Pues hablé de este pasado universitario con un amigo, algo mayor que yo, hace un par de semanas. Y me retó, dije, al principio. Afirmó que, infectada como estaba mi mente por cables, luces y «guardar como», hoy sería incapaz de escribir sobre un papel en blanco cinco minutos seguidos con algo de razón y dignidad literarias. Es como cuando al cabo de los años, -me decía-, te cruzas inopinadamente en una esquina con un amigo de fotografía en sepia, con un viejo amor, con quien correteaste la calle de la Infancia en monopatín o con quien planeaste y ejecutaste travesuras en el colegio en esas noches de verano que parecían estar diseñadas para el delito adolescente. Personas con las que fuiste capaz de crear un lenguaje, unos gestos, un mundo especialísimo en rivalidades y coincidencias, en fuegos y calmas, pero que ya ni reconoces, si acaso fugazmente, a la vuelta de esa esquina. Pues la relación con el bolígrafo, como con amigos, amores o costumbres, tiene el mismo código genético, idéntica huella, afirmó: el desuso, seca su tinta. Y Apelmaza tu sangre. De modo que le reté, echándole el guante. Como a la vieja usanza en los duelos de honor irreemplazables.

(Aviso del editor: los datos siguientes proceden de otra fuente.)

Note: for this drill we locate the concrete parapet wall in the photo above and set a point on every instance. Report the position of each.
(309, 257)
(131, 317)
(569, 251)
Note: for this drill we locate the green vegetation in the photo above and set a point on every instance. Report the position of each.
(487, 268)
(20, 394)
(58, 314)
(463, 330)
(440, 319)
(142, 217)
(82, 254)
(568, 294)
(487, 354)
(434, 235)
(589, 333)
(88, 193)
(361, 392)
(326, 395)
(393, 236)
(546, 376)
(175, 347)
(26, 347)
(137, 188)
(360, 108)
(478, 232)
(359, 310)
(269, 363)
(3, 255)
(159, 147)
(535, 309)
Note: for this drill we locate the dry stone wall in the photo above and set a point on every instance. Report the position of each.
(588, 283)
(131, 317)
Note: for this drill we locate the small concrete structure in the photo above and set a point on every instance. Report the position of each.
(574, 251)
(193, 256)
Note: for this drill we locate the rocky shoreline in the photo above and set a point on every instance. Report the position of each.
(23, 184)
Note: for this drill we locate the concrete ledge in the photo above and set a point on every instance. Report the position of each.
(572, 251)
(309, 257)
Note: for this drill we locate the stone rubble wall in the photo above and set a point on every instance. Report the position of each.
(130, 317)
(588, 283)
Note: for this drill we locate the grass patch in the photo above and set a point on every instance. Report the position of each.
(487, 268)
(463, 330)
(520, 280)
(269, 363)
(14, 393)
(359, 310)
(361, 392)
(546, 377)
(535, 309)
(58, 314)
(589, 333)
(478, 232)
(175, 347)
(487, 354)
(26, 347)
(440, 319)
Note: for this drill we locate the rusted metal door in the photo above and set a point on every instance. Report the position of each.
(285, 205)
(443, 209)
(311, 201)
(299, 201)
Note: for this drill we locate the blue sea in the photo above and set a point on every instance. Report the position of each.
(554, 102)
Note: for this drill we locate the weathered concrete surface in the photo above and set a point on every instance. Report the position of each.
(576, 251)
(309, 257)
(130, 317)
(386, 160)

¡Qué mal apostante siempre fui! Hoy tomaron mis dedos el cuerpo de un desconocido, acaso un fideo, insujetable en su pequeñez. Huraño en sugerencias, inseguro y tembloroso como el mal torero, impreciso como el joyero fracasado. Observé los perfiles de un relato desenfocado y atrapado en un lenguaje extraño, ignoto, desheredado. Y mis dedos se sintieron, por primera vez, tristes, acomplejados, sin musa. Inútiles. Quizás como ese boli con el que me propuse hoy un imposible, subestimando su alma, su duelo por mi abandono. Ni el título acerté a colocar, pobre de mí, en el territorio extranjero de aquella hoja que, malhumorada y con cierto desdén de sorna vengativa, acabó arrugada en el fondo de una papelera… que ya no guardará más secretos escritos de puño y letra.